The Mekong Delta, as a region, lies immediately to the west of Ho Chi Minh City roughly forming a triangle stretching from My Tho in the east to Chau Doc and Ha Tien in the northwest, down to Ca Mau at the southernmost tip of Vietnam, and including the island of Phu Quoc.
An Giang is a province in Vietnam that borders Cambodia. It is most popular for being the place where one finds Chau Doc. The city is situated at the intersection of a tributary linking the Bassac and Mekong Rivers. Chau Doc may be a little city, but what it lacks in size it makes up for in colours and is probably the only place where pastel colours are chosen to beautify store fronts.
Chau Doc is close to the river border of Vietnam and Cambodia. Anyone who travels to and from Phnom Penh by boat will pass by the city, and staying overnight is highly recommended. Aside from the colours, visitors will also captivated by the locals; the people in Chau Doc, including the xe dap loi drivers, are nice and friendly. Foreigners need not worry too much about a language barrier—English is spoken in most hotels and guesthouses, while most restaurants have an English-language menu.
How to get there
Chau Doc is located some 200 km to the west of HCMC and is best reached by road or train. The terrain makes this a 5 or 6 hour trip.
What to see
The main attraction in Chau Doc is the Sam Mountain, which is about seven kilometres north of town. The mountain is not really high, it just seems that way because of the plains of Mekong. This tourist destination is considered a local pilgrimage site because the mountain is home to many shrines and temples and there is a colourful temple at the base, and smaller places of worship on the way up the mountain. However, the most religiously significant is the Ba Chua Xu Temple, which has its own festival held between April and June.

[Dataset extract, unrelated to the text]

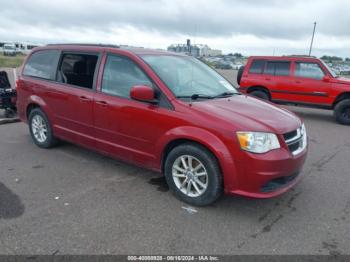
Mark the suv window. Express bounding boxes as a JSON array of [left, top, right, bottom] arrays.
[[265, 61, 291, 76], [57, 53, 98, 89], [102, 55, 152, 98], [249, 59, 265, 74], [23, 50, 60, 80], [295, 62, 325, 80]]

An attraction history lovers would surely appreciate is the Tuc Dup Hill. This is where the U.S. forces failed to stop the small-scale insurgencies in the delta. The hill was guarded and dominated by the Viet Cong during the U.S. assault, which lasted for four months. Near the hill, one will see graves and memorials.
Another attraction worth visiting in Chau Doc is the Tra Su Bird Sanctuary. It has a 23-metre high observation tower, enabling visitors to see over the reserve and the stunning countryside that surrounds it.
Phu Quoc Island
Phu Quoc is a stunningly beautiful island in the far south of Vietnam, the country's largest. The region’s 99 forested mountains dominate the northern part of the island while the southern part is better known for its beaches.
The island's beauty is often compared to Phuket (its also a similar size), but without the people and infrastructure. The Vietnamese government has big plans for tourism on the island, a new airport is planned and many larger resorts will be opening over the next few years. Many consider it paradise with aquamarine water, idyllic beaches, romantic sunsets and a serene island-style atmosphere.
How to get there
To get to the island you have two options; either by plane or ferry. The flight from Ho Chi Minh City to Duong Dong takes less than an hour, and you can also fly from Rach Gia in the Mekong Province. An alternative is to catch a ferry from Rach Gia, but flying is recommended.
What to see
Beaches: Anyone who's been to Phu Quoc will tell you it's hard to believe that there are so many beaches that are both stunningly beautiful and deserted in just one place. The triangular-shaped island has many good beaches, like Long Beach on the western side, which is also the biggest and where most of the hotels are located. Bai Sao, on the east coast, is a favourite spot – possibly the best beach on Phu Quoc.
Its fine white sand has many fans and most of the time you can expect crystal clear turquoise water – a postcard-like example of a tropical beach. Some others worth checking out are Ong Lang, Bai Thom and Bai Dai. Many of the island's beaches are not marked on maps very well. Go explore - seek and you shall find.
Pagodas and Temples
There are several pagodas and temples around the island that offer insights into Buddhism. In Duong Dong Town there's Sung Hung Pagoda, which is surrounded by large trees. A well-known monk built Hung Long Tu Pagoda. He chose the site, located 5km from Duong Dong Town, for its peace and tranquility. There are several other temples dotted around the island, which welcome visitors, however you should not have bare shoulders or wear shorts when you visit.
Waterfalls: Suoi Tranh waterfall is around 7km east of Duong Dong. Once you've paid the small entry fee it's a 10 – 15 minute walk along a well-trodden path through the jungle. There are many rock pools in which to take a dip, at the top there's a 4m waterfall (sometimes from January to May water can be a little lacking), the whole place has a lovely ambience.
If you want to see a more spectacular waterfall then Da Ngon is what you're looking for, the pool at the bottom is famed as a 'natural Jacuzzi'. It's located deep in the jungle so a guided tour is the best way to see it, tours take half a day. Suoi Da Ban (stoney surface spring) is a natural spring that comes up through granite rocks. The white water cascades down and some of the pools are deep enough for a swim. It's easily accessible from the road.